While net neutrality is clearly a hot topic in the U.S., in this discussion it is a canard. Simply put, this Canadian proposal does not raise a net neutrality issue by requiring ISPs to discriminate or favour any particular legal content or websites. None of the net neutrality regimes around the world prevent governments from addressing online illegal activity through such a mechanism, as a number of them already do.
The sites that would be blocked by the proposal operate outside of Canada and would thumb their noses at a Canadian court order. The only effective way of protecting domestic markets against such illicit foreign sites and services is by disabling access to them in Canada, either through site blocking or search engine de-indexing.
The second example is the "value gap." This term signifies the disparity between the value of creative content that is accessed and enjoyed by consumers and the revenues returned to the people and businesses who create it.
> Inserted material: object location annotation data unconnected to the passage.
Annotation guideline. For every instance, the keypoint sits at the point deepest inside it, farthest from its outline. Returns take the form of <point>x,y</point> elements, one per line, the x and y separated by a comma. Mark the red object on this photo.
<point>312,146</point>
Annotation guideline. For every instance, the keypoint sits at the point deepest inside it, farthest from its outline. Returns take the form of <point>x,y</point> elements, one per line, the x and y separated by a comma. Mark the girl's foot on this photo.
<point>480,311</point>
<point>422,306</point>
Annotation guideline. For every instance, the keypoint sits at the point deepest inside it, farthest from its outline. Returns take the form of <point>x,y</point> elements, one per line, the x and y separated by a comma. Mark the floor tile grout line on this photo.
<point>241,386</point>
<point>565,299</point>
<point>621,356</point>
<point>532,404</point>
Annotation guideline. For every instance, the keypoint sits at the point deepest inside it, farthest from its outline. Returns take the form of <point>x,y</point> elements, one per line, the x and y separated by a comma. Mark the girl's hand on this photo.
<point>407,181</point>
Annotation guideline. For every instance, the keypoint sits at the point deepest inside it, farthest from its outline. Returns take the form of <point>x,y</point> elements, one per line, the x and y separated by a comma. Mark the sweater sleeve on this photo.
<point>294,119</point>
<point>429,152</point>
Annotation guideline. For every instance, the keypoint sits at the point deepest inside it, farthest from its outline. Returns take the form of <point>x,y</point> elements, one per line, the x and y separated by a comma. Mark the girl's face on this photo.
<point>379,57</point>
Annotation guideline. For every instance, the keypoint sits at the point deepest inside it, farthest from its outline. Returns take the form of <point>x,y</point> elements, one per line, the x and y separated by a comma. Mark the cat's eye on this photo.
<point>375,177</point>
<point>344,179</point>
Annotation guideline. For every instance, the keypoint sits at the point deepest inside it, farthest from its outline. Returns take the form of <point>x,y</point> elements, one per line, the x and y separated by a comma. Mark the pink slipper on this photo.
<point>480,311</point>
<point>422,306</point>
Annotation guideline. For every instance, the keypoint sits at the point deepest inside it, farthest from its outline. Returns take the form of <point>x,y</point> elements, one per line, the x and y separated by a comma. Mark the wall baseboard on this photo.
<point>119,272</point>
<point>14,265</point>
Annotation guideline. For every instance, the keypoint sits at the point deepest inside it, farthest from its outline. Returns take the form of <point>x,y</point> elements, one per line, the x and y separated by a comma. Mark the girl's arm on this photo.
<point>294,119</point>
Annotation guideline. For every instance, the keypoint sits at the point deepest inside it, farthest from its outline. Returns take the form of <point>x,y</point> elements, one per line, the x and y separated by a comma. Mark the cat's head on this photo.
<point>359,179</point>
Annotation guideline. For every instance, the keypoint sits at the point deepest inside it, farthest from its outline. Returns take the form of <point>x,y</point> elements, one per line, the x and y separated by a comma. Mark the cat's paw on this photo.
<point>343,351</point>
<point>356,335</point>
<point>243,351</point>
This gap is the focus of creative sectors in Canada and around the world seeking to modernize copyright and other laws to enable creators to receive fair compensation for the uses of their content.
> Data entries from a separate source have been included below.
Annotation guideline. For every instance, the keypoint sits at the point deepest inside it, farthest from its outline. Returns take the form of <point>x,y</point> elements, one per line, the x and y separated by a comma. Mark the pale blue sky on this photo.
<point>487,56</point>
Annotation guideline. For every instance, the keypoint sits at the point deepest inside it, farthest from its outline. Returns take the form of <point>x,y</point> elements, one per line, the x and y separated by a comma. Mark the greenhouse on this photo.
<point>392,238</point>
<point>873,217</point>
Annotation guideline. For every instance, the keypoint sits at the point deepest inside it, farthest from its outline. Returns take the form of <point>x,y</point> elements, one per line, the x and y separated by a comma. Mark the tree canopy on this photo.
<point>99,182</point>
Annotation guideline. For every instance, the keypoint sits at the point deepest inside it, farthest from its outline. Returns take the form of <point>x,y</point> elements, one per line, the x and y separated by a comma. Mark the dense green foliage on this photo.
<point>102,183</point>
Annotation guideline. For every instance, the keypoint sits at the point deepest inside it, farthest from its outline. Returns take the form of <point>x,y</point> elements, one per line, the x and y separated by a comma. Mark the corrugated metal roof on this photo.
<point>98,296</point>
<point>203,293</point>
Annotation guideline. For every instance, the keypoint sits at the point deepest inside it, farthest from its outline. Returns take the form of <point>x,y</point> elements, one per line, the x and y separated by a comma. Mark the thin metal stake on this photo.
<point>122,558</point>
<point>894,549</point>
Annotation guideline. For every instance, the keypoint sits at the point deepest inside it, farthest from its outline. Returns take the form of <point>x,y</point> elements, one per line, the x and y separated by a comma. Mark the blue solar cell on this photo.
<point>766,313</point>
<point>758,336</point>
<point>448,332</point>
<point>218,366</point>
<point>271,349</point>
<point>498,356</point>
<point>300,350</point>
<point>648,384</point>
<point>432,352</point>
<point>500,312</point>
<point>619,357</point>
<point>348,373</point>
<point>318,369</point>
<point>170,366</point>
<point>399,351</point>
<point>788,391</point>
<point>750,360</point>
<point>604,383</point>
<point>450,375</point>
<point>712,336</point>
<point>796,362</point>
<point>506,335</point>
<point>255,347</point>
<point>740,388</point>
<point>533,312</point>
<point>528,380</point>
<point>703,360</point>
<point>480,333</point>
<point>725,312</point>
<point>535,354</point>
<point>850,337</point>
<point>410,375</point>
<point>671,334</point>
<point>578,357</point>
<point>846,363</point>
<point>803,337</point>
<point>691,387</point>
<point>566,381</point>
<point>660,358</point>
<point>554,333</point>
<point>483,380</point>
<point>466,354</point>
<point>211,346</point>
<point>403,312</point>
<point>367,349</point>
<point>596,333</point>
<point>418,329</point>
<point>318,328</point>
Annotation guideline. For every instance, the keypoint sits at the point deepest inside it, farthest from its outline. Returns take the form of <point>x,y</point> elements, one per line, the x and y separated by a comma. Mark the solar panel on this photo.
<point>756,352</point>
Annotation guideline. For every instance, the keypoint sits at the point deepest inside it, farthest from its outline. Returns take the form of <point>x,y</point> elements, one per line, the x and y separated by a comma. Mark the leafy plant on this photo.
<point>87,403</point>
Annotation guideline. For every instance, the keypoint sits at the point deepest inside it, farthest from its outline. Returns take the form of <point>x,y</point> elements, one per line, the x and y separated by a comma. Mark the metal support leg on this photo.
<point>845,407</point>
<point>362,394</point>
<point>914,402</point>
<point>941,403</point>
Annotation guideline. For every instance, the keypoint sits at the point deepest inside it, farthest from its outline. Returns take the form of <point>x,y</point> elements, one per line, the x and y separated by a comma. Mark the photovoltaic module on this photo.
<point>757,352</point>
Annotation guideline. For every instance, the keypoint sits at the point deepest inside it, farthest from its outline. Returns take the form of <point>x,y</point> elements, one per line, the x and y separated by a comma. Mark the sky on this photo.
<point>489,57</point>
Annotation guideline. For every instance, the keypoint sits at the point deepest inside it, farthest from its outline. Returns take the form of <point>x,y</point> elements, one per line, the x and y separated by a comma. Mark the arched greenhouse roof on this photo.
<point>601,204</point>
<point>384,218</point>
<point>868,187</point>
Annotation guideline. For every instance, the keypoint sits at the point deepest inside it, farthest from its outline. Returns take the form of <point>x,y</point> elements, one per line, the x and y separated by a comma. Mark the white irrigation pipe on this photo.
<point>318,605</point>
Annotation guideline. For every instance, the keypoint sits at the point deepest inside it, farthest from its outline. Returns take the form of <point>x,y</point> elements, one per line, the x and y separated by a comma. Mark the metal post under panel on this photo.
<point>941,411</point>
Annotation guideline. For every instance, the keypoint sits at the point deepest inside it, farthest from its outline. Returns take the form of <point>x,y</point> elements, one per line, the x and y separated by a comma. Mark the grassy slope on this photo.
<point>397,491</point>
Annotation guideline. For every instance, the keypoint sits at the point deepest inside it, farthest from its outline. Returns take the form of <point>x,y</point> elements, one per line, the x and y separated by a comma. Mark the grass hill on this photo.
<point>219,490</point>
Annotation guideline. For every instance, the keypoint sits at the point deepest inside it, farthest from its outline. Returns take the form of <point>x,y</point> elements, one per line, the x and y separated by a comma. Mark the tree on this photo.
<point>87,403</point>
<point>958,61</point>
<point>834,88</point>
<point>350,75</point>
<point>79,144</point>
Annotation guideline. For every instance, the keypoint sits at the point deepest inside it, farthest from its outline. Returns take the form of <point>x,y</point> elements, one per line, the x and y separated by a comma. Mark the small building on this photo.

According to a Music Canada study, the market value of music in Canada is still a fraction of what it once was, and equitable remuneration for access to music remains elusive.
This assessment is backed by a study by the International Federation of the Phonographic Industry that found that a significant portion of music activity today takes place on services that pay little or nothing to music creators. The study found that YouTube remains the dominant player in global online music streaming and the availability of free music on YouTube is one of the primary reasons music consumers don't use a paid-subscription streaming service.
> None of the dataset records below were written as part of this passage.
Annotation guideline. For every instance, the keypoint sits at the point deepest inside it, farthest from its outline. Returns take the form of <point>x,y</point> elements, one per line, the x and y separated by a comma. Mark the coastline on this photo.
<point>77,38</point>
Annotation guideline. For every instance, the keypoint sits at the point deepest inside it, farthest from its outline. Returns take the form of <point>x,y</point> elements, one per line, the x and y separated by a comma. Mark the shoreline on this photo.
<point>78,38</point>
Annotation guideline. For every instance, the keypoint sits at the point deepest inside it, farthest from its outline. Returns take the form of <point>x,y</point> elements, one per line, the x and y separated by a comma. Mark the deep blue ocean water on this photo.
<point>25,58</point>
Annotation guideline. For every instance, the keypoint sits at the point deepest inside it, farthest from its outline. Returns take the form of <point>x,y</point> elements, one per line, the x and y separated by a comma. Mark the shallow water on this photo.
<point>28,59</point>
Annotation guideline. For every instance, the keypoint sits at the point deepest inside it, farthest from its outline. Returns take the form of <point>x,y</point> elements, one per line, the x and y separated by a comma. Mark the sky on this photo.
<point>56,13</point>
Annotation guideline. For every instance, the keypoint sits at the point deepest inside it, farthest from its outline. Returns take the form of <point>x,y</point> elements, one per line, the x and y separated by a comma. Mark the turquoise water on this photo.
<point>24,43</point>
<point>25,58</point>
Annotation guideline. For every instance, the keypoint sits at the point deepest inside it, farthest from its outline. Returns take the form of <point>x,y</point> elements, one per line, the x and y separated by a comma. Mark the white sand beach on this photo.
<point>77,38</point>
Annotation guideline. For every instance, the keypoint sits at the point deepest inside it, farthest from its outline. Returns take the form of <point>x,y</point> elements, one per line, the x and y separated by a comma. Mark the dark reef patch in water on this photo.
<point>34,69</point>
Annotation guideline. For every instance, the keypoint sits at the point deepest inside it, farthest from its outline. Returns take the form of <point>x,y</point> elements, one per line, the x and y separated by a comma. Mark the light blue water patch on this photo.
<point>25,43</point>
The value gap doesn't just affect music. It also affects most of Canada's leading cultural industries, including publishing, journalism and television and film production. It affects the livelihoods of tens of thousands of creators who work in these industries, including artists, songwriters, writers, authors, performers, producers and photographers.
These issues confronting the cultural industries and the practical proposals to solve them deserve the attention and support of Canadians.